2. A new option is to declare in the settings file (which I'll outline below) the filename(s) of the tree file(s), each containing any number of newick-formatted trees. No tree multiplier is needed to precede each newick string. Instead it is set in the settings file. This means that STEM 2.0 assumes that all trees in a particular file have the same multiplier. There is no limit to the number of input files.

The settings file is based on the YAML markup language. The spec can be found here:

http://www.yaml.org/

It is a small, simple, readable format, and for our purposes STEM 2.0 only uses a small subset of its features. The settings file must be named 'settings', 'settings.txt', or 'settings.yaml'. STEM 2.0 looks for the file in that order, in the directory where the STEM jar is executed.

The settings file itself is broken up into three small sections. Here is an example file:

properties:
run: 2 #0=user-tree, 1=MLE, 2=search
theta: 0.001
num_saved_trees: 15
beta: 0.0005
species:
Species1: Name1, Name2, Name3
Species2: Name4, Name5
Species3: Name6, MyName7
Species4: Name8
files:
trees1.tre: 1.0 # notice the space after each ':'
trees2.txt: 1.23

The properties section is where various STEM parameters are set, e.g. theta. The species section is similar to STEM 1.1: each species identifier is followed by a comma-separated list of its associated lineages. The files section is last (although, these sections can be in any order in the file). If you are using parsing method 1 above, then there will be no files section, and STEM 2.0 will look for a file named 'genetrees.tre' in the current working directory. If you are going to use method (2), then this is the section where each file is declared, followed by its tree multiplier.

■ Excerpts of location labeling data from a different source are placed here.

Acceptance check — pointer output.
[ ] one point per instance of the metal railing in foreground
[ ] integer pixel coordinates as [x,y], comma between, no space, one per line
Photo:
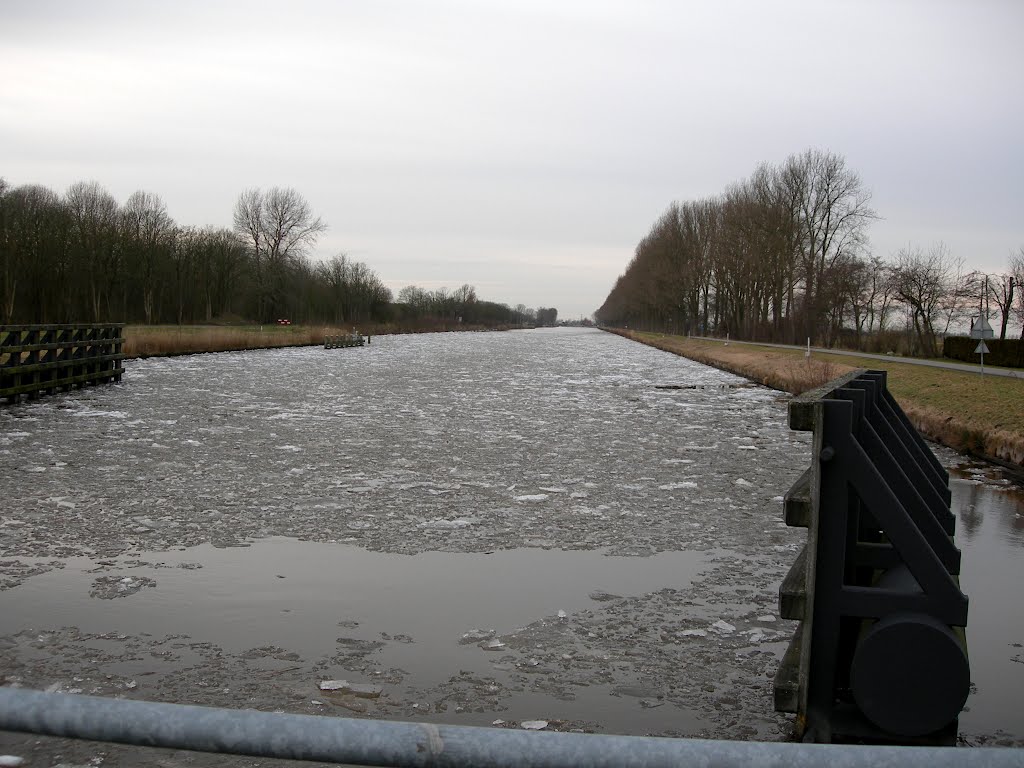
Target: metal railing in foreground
[395,743]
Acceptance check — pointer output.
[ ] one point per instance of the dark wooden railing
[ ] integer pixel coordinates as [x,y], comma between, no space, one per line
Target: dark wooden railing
[43,359]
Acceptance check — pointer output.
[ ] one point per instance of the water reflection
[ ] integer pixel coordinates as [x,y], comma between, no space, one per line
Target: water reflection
[976,499]
[990,535]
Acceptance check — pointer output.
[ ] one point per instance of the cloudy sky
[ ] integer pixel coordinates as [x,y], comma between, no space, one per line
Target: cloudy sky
[521,146]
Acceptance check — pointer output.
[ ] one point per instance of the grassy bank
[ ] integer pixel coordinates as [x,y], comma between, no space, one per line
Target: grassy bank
[979,416]
[157,341]
[153,341]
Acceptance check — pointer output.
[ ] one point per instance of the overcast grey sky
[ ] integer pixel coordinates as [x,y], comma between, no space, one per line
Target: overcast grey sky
[521,146]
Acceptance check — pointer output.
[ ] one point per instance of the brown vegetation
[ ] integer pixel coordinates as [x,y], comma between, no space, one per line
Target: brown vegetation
[982,417]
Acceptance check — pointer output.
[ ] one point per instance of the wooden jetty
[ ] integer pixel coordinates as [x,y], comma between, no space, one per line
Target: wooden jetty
[353,339]
[43,359]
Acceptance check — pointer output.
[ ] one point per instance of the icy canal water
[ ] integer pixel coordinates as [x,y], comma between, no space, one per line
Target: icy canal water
[477,528]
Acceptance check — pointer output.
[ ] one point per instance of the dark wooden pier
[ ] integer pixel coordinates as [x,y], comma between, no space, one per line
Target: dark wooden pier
[346,340]
[43,359]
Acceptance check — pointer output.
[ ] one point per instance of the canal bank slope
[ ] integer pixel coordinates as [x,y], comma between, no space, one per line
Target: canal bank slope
[982,417]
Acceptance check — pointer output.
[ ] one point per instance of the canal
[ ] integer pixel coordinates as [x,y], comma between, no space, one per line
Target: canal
[494,528]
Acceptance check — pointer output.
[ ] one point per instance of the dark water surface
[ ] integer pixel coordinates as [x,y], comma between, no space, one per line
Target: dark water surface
[489,527]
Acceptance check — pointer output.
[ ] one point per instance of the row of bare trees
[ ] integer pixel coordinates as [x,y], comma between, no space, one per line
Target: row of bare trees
[783,256]
[83,257]
[443,307]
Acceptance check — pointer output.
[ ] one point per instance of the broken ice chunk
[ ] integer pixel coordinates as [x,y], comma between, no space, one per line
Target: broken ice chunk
[475,636]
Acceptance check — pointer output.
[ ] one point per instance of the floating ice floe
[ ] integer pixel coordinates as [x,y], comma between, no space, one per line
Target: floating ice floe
[459,522]
[475,636]
[361,690]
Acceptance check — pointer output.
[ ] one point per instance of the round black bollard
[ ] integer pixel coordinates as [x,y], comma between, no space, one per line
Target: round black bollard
[910,674]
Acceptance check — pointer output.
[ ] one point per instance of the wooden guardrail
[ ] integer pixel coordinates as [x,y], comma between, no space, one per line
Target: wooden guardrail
[43,359]
[880,653]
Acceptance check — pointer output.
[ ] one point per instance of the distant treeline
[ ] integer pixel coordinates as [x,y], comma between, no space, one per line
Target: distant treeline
[83,257]
[783,256]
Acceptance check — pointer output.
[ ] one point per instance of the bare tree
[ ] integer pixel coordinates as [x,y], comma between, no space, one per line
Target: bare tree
[147,231]
[1017,269]
[94,218]
[1001,289]
[833,209]
[279,225]
[924,283]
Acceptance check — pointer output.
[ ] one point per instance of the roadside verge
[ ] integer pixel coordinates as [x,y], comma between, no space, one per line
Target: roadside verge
[983,417]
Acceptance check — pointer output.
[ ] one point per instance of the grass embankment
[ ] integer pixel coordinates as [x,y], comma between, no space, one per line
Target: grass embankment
[979,416]
[153,341]
[159,341]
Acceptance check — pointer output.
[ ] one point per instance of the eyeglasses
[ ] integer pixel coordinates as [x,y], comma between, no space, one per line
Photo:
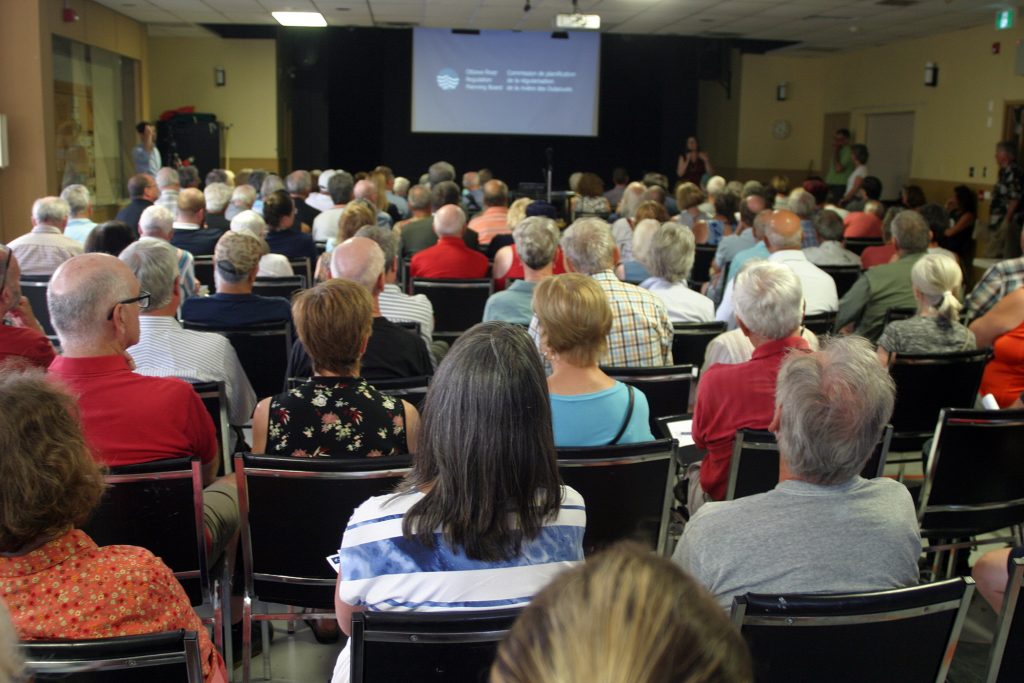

A couple of notes: indentation matters, i.e. it's how YAML delineates sections. Each child of one of the sections is indented (uniformly) more than its parent. And lastly, for now, there must be a space after each ':'.

Most properties have reasonable defaults:

num-saved-trees: 10 # how many trees to save during simulated annealing search
burnin-default: 100
bound-total-iter: 200000 # how many iterations for search
beta: 0.0005
mle-filename: mle.tree # name of file to save likelihood results
search-filename: search.trees # name of file to save search results

To actually run STEM, place the stem.jar in the directory containing the appropriate settings and genetree files and execute this command:

java -jar stem.jar

The command above can be tweaked to allocate more memory for its execution, e.g.

java -Xmx128m -Xms128m -server -jar stem.jar

A note about the simulated annealing search feature: occasionally the probability of a coalescent event occuring in a branch is zero, due to overflow. If that occurs, STEM replaces zero with the minimum constant holding the smallest positive nonzero value, 2^-1074.